So what's the game plan now for Disney -- now that longtime market favorite Bob Iger is returning to Walt Disney -- amid a turbulent future and economic uncertainty?
Mounting streaming losses coupled with slow, painful decline in linear TV revenue is not a good formula for anyone to start a new job. Or to return to an old one.
Should Iger push on with efforts to boost streaming on all fonts -- shifting the focus away from linear TV, which still brings in a healthy revenue piece of Disney's business?
Worse still, what happens if a recession hits -- not just in terms of direct-to-consumer (D2C) and linear TV business, but with a resurgence in Disney Parks' business, which has been the company's lone bright spot?
Analysts guess some sacrifices may need to be made. Michael Morris, media analyst at Guggenheim Securities, suggested a major reversal, for example, with regard to Hulu -- divesting, rather than investing.
Does that mean Disney might sell off more of the Hulu business instead of buying more from its anticipated dealing with Comcast Corp?
One consideration might be to look at what the tough calls Warner Bros. Discovery's CEO David Zaslav is making -- pulling back on the voluminous amount of content that exists on HBO Max and/or discovery+ and monetizing it the old fashioned way: Selling programming/content to other platforms -- TV networks and/or CTV operations.

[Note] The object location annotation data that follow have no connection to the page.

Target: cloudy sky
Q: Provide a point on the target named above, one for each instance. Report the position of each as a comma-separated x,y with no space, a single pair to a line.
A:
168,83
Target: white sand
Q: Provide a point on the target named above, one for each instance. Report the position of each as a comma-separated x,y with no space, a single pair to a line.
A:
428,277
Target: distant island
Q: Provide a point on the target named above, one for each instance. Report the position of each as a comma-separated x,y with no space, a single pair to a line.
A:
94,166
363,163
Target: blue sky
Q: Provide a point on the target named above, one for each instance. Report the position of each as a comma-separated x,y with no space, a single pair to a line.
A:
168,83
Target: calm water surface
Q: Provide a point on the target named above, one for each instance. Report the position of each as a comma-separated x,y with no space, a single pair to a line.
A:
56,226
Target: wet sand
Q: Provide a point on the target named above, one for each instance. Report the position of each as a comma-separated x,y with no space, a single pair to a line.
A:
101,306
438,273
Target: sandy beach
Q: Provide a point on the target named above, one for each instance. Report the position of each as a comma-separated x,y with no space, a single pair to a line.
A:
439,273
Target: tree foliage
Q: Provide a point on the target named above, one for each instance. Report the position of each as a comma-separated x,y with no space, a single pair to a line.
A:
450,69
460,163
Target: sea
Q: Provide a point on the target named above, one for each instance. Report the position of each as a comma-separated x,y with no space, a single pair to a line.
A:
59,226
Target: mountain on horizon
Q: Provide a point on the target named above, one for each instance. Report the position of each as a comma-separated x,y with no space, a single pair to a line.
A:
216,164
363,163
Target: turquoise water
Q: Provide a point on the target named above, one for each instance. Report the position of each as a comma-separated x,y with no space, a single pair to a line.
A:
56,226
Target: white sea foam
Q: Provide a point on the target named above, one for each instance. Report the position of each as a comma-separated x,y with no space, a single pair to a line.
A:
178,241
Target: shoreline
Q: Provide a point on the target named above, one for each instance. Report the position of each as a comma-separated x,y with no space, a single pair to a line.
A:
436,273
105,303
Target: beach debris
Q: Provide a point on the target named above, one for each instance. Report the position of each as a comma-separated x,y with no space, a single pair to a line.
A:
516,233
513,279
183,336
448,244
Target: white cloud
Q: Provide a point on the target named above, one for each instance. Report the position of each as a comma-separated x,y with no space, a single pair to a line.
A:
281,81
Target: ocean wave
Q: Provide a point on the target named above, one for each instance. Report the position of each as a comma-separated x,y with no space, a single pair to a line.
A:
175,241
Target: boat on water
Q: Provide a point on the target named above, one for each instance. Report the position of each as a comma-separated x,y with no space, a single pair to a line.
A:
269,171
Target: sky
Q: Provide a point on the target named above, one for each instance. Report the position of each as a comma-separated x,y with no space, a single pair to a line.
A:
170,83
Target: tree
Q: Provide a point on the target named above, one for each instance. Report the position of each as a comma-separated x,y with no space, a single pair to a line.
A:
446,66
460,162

Walt Disney seemingly had the initial right approach to streaming -- offering consumers a “bundle” or sorts -- Disney+, Hulu, and ESPN+ -- to make consumers feel that they were, in a small way, replacing their traditional cable TV packages.

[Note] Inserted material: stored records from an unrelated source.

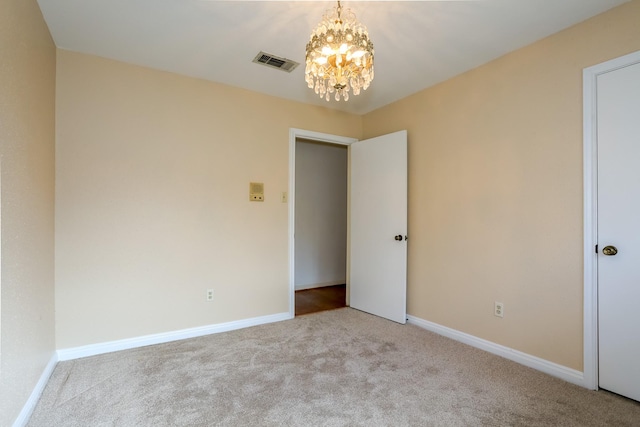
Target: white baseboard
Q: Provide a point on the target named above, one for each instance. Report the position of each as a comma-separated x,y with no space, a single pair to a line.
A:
553,369
125,344
320,285
31,403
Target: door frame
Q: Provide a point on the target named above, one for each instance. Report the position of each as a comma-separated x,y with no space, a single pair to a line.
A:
590,186
294,135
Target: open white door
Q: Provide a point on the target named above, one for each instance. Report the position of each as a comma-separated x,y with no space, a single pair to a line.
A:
618,103
378,226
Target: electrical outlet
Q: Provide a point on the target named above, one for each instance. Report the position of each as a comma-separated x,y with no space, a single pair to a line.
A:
498,309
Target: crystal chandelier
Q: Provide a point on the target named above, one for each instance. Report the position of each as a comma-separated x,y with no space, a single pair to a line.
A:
339,56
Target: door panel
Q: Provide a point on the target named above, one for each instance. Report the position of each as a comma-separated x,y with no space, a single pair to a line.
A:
618,138
378,213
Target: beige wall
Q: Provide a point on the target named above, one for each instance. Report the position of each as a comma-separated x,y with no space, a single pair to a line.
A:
495,178
152,203
27,91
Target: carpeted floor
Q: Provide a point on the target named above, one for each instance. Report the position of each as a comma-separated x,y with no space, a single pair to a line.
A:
334,368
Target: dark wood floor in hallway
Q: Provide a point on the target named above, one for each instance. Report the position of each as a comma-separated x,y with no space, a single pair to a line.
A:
320,299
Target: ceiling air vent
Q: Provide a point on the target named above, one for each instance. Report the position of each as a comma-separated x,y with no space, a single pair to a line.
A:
273,61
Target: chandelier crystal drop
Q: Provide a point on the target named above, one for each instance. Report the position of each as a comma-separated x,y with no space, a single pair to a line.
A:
339,56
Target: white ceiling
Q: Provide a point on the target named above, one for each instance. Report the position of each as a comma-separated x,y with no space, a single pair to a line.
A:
417,43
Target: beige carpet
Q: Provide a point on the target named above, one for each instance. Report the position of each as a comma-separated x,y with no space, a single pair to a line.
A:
335,368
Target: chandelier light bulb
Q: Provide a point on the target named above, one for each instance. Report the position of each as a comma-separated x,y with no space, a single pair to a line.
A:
339,56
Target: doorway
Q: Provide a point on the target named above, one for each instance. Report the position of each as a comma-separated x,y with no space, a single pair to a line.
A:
612,236
318,261
320,226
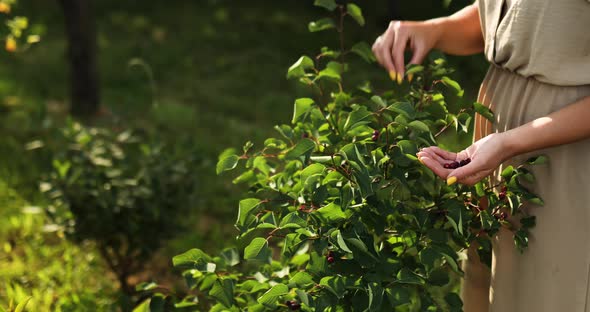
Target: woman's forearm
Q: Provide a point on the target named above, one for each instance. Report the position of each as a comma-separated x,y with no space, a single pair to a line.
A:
460,33
567,125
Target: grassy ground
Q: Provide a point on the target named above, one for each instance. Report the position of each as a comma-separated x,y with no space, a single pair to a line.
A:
211,74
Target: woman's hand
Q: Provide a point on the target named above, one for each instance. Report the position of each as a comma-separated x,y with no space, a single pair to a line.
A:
458,34
485,154
389,48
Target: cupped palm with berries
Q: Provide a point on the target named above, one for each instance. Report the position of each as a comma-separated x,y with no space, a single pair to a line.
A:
341,215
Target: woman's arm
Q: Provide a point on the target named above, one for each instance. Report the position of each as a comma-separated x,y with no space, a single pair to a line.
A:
567,125
458,34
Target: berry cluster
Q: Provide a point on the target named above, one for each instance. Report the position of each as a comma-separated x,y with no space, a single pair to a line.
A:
375,136
457,164
330,257
293,305
502,194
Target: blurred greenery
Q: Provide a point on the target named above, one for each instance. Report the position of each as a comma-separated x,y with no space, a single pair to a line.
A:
200,75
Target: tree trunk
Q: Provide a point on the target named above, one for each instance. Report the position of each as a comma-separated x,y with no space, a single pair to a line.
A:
81,35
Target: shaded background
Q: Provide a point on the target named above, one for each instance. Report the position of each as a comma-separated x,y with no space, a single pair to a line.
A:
204,75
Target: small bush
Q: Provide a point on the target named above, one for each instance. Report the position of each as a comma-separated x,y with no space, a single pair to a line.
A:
123,191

Disney's subscribers continue to grow decently. But that's not enough. Big, sprawling companies need to run, reflect, and change gears at the same time. Consumers may be still hesitant in streaming/CTV -- looking for more streaming choice, breadth of content, and at a cheaper price.

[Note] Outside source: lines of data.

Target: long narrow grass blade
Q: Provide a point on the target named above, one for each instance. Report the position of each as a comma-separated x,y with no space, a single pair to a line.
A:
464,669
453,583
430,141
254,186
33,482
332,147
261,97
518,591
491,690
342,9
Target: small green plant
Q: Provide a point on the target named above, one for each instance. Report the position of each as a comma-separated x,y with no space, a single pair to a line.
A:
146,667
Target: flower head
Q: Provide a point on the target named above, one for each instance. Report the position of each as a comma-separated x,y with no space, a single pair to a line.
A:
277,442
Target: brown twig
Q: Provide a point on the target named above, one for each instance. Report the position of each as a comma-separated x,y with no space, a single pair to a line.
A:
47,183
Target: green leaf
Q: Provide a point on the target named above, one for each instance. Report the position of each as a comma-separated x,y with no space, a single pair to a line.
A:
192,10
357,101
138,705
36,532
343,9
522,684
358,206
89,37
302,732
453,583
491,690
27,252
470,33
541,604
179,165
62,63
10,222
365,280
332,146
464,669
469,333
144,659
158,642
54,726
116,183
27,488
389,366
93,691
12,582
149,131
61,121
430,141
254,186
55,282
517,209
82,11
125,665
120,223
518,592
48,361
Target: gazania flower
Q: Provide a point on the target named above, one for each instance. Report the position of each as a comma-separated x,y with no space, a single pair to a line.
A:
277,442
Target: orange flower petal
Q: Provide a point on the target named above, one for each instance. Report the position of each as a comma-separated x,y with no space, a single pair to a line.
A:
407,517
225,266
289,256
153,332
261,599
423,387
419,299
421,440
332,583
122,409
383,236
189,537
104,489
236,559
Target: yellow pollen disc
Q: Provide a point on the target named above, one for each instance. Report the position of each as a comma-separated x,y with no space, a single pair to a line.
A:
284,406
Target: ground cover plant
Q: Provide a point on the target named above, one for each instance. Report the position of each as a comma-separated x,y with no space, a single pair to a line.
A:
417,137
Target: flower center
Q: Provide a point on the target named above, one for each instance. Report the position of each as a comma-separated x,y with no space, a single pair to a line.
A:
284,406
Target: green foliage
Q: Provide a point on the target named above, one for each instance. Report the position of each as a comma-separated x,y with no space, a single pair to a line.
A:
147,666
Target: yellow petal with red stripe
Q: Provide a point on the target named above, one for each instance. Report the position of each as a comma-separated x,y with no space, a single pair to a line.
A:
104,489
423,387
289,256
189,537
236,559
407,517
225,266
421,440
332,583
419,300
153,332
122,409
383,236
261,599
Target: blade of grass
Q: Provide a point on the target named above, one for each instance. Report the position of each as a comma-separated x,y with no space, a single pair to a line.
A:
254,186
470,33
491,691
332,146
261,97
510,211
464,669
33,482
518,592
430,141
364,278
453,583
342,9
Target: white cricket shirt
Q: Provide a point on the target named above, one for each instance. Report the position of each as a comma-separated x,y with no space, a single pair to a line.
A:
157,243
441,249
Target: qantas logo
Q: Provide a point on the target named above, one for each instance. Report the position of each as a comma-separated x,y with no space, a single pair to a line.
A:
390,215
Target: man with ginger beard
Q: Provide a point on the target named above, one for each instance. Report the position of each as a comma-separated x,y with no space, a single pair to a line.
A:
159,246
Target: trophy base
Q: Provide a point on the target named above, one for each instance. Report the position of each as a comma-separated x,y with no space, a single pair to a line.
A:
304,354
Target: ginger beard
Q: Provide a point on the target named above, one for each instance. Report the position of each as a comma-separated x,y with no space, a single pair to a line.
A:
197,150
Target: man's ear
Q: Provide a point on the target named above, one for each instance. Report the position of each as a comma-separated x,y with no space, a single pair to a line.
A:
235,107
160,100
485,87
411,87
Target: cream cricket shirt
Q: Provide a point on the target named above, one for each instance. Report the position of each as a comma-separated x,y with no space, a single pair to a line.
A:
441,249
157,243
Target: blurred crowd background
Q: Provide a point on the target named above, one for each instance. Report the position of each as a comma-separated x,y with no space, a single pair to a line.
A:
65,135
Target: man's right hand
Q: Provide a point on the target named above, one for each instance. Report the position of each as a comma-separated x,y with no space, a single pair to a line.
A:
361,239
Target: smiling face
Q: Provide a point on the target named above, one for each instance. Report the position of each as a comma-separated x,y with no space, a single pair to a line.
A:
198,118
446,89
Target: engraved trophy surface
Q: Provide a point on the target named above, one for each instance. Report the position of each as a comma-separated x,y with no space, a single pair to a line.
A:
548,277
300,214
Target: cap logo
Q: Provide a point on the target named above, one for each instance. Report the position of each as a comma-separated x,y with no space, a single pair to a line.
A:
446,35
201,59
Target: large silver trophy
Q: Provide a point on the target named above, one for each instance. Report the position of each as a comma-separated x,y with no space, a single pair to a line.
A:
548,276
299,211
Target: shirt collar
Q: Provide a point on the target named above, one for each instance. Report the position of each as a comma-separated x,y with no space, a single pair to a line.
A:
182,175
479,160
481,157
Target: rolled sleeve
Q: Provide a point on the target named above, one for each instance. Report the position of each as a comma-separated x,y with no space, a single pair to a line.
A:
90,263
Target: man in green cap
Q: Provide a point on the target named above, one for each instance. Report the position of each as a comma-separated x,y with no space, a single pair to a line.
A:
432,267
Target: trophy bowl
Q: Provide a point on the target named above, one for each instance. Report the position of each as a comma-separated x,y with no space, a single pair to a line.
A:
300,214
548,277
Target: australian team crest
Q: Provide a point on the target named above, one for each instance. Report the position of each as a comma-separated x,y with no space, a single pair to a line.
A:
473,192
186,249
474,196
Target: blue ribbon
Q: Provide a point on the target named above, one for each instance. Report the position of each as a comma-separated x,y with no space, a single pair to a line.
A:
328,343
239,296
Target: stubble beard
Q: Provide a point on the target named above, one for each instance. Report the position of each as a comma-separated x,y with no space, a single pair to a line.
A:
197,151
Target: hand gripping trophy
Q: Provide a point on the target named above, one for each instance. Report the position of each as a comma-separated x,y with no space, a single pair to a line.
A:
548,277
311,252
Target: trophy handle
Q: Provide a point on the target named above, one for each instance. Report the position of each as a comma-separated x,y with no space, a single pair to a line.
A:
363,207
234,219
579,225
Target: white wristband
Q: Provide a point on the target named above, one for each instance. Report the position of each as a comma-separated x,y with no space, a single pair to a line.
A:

That's a big task for anyone -- even Bob Iger, who has had incredible success. Iger is only giving himself two years to stabilize things before handing it off to a new CEO. That’s not much time amid a questionable economy going forward.
Looking more narrowly at an economic outlook, consider an existing and perhaps deeper advertising recession to come.
What can Iger do about this? Not very much. Growth in streaming and linear TV still depends heavily on advertising. The current trend is consumers want to spend less on monthly subscription fees--and let advertising support do the heavy lifting.
That is a difficult business workout -- full of more soreness and inflammation, coupled with a wilder Disney theme park ride full of lots of stomach distress along the way.
Sounds like a good Disney adventure movie. Do you know how the third act and finale goes?